The funds will be used to advance its Yellowknife Gold Project, an advanced stage wholly-owned gold project in the feasibility study and permitting stage, as well as for general corporate purposes. A feasibility study, lead by SRK Consulting, is underway and expected to be completed in August, 2012. It will build on the positive Preliminary Feasibility Study completed in July 2010, which recommended operating at 3,000 tonnes per day. The feasibility study will also consider an expanded resource as well as other updated inputs, including a more current gold price.
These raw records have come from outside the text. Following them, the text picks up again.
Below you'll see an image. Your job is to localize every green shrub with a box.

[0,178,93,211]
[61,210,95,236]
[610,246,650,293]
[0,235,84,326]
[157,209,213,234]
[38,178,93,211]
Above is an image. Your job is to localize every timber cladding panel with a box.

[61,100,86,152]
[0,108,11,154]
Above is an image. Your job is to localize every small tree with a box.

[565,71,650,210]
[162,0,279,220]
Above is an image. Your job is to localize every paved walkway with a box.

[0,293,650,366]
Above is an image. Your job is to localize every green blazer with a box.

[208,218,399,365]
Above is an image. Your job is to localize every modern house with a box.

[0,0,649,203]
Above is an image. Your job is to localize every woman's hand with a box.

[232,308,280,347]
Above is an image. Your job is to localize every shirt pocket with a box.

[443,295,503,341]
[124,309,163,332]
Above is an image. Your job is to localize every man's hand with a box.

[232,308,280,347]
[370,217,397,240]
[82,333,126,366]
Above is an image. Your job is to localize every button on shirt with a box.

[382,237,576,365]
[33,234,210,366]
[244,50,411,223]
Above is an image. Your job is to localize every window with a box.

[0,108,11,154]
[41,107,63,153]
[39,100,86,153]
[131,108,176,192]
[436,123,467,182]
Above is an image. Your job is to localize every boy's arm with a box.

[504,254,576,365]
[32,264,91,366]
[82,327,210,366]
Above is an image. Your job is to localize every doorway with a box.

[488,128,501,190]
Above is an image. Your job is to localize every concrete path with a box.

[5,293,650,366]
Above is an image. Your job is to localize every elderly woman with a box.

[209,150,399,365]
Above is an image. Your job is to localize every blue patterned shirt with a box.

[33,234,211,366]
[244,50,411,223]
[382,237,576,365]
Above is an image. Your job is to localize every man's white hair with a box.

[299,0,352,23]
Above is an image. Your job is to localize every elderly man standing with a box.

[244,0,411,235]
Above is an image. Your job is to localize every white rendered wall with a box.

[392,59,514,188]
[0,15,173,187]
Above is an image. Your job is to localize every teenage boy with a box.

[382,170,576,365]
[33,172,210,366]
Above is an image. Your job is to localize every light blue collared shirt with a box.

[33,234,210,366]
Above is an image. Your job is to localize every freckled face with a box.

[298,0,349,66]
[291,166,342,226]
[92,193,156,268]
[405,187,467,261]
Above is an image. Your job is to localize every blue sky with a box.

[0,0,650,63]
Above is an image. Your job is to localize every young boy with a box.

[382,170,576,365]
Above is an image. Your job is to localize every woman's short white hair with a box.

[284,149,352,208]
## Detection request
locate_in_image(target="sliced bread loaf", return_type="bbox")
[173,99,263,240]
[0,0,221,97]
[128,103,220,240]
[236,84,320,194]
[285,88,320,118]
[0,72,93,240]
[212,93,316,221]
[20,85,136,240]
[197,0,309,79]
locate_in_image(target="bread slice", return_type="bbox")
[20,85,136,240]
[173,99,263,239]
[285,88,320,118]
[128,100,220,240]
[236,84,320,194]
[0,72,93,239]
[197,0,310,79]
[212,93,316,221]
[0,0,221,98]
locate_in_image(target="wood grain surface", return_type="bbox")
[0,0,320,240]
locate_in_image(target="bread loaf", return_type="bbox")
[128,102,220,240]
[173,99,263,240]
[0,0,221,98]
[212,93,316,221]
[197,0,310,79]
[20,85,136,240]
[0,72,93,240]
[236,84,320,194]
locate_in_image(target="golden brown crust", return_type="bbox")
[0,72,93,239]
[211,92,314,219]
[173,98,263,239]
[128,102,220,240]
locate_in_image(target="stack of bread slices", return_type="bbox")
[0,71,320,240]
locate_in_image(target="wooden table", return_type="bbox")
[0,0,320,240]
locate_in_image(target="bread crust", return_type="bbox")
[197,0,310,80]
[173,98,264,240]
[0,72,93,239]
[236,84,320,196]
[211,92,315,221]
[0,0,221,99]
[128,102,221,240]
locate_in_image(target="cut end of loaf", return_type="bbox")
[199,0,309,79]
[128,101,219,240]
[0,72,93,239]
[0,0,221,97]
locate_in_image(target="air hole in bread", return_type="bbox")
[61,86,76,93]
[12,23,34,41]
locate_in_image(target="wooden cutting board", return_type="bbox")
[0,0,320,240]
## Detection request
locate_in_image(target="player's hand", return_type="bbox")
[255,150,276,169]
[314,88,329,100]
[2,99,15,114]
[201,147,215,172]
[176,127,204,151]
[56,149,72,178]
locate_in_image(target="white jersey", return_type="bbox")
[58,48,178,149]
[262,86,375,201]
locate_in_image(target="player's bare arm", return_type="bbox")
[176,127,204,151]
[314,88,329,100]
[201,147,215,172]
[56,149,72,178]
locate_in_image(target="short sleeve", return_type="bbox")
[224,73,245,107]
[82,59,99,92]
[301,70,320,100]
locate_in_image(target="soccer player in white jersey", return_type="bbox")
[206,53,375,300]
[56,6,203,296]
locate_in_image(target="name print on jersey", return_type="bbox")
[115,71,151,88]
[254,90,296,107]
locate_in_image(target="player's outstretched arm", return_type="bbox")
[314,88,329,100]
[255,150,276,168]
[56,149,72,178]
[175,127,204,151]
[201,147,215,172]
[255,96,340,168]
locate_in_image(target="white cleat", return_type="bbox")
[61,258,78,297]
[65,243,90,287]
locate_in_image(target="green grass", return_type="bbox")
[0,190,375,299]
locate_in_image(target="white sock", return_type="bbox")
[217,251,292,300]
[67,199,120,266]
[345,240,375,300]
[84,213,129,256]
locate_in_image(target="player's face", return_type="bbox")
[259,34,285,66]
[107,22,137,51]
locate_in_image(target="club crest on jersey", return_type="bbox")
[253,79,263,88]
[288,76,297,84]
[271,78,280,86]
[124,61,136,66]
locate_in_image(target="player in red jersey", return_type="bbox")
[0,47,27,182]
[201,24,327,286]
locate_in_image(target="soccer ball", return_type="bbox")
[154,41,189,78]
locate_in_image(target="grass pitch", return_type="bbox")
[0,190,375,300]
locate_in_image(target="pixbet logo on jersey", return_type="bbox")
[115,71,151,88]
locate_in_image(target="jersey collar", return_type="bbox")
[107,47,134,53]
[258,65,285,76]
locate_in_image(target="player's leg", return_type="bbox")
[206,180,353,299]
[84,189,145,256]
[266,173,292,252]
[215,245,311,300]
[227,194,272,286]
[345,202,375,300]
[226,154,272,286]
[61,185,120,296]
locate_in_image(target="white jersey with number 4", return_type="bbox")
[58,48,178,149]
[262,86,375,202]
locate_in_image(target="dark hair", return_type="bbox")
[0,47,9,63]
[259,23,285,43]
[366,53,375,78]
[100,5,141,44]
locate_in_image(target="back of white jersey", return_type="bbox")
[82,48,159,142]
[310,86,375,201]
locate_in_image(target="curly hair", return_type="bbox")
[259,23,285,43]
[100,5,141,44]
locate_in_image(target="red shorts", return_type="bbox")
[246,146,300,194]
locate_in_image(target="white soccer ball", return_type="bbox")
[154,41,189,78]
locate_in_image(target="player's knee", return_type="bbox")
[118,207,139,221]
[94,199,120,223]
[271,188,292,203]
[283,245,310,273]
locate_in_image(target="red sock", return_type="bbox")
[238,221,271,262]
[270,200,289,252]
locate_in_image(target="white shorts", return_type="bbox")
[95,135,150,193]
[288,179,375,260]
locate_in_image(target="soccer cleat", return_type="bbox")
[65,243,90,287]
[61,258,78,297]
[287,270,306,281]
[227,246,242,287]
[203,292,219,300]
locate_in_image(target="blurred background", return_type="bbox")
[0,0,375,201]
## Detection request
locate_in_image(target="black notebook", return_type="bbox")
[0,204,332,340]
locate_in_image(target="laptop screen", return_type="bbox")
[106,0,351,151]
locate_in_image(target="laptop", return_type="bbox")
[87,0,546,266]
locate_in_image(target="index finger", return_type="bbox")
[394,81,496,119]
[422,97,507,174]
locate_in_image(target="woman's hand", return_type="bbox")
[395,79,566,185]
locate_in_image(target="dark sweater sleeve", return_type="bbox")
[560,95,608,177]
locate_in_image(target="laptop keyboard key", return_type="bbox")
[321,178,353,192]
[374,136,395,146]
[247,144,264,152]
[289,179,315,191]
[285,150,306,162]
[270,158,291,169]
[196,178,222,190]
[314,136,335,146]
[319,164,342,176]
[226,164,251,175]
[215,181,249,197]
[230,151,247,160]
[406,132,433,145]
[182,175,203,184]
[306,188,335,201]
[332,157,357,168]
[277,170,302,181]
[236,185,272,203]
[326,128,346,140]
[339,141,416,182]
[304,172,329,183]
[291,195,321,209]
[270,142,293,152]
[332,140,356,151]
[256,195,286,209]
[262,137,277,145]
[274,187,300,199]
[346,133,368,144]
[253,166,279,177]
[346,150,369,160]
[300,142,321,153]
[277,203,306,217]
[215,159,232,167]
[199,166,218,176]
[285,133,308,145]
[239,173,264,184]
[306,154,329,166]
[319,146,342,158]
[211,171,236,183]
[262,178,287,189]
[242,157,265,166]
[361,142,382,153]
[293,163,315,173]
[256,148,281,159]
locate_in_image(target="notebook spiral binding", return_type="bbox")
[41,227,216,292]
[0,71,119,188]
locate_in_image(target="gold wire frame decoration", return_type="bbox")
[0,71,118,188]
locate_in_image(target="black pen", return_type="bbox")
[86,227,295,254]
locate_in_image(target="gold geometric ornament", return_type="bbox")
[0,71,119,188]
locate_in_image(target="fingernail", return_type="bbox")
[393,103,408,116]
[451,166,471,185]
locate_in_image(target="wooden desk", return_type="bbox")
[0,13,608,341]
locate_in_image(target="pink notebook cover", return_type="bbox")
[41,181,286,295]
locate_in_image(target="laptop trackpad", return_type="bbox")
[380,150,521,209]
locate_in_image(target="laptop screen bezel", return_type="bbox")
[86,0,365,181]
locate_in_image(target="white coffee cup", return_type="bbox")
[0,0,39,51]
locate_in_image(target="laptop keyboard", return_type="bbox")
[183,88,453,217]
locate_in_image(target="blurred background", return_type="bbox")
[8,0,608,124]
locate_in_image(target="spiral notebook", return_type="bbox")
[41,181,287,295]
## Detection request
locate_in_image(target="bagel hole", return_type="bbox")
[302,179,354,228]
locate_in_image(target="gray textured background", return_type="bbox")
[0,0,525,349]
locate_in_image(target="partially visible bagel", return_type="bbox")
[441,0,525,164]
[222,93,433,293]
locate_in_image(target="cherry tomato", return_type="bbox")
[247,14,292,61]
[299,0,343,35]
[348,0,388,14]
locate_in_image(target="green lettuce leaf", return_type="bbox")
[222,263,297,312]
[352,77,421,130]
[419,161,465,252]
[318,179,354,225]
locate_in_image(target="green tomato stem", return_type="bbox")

All statements in this news release, other than statements of historical facts, that address events or developments that the Company expects to occur, including statements regarding the closing of the non-brokered financing, the proposed use of funds, expectation of additional closings of the private placement, and the expected timing of completion of the feasibility study on the Yellowknife Gold Project, are "forward-looking statements". Forward-looking statements are necessarily based on estimates and assumptions that are inherently subject to known and unknown risks, uncertainties and other factors that may cause the Company's actual results, performance or achievements to be materially different from those expressed or implied by such forward-looking statements. Forward-looking statements are not guarantees of future performance, and actual results and future events could materially differ from those anticipated in such statements. Factors that may cause actual results to vary from those made in the forward looking statements described in this document include: changes in general economic conditions and conditions in the financial markets; changes in demand and prices for minerals; delays in obtaining approvals, litigation, legislative, environmental and other judicial, regulatory, political and competitive developments; delays in completion of work necessary to complete the feasibility study, whether as a result of adverse weather conditions, contract or labour disputes, equipment failure, or response to regulatory enquiries in respect of permit applications; technological and operational difficulties encountered in connection with the activities of the company. This list is not exhaustive of the factors that may affect the forward-looking statements. These and other factors should be considered carefully and readers should not place undue reliance on the companies' forward-looking information. The Company expressly disclaims any intention or obligation to update or revise any forward-looking statements, whether as a result of new information, events or otherwise, except in accordance with applicable securities laws.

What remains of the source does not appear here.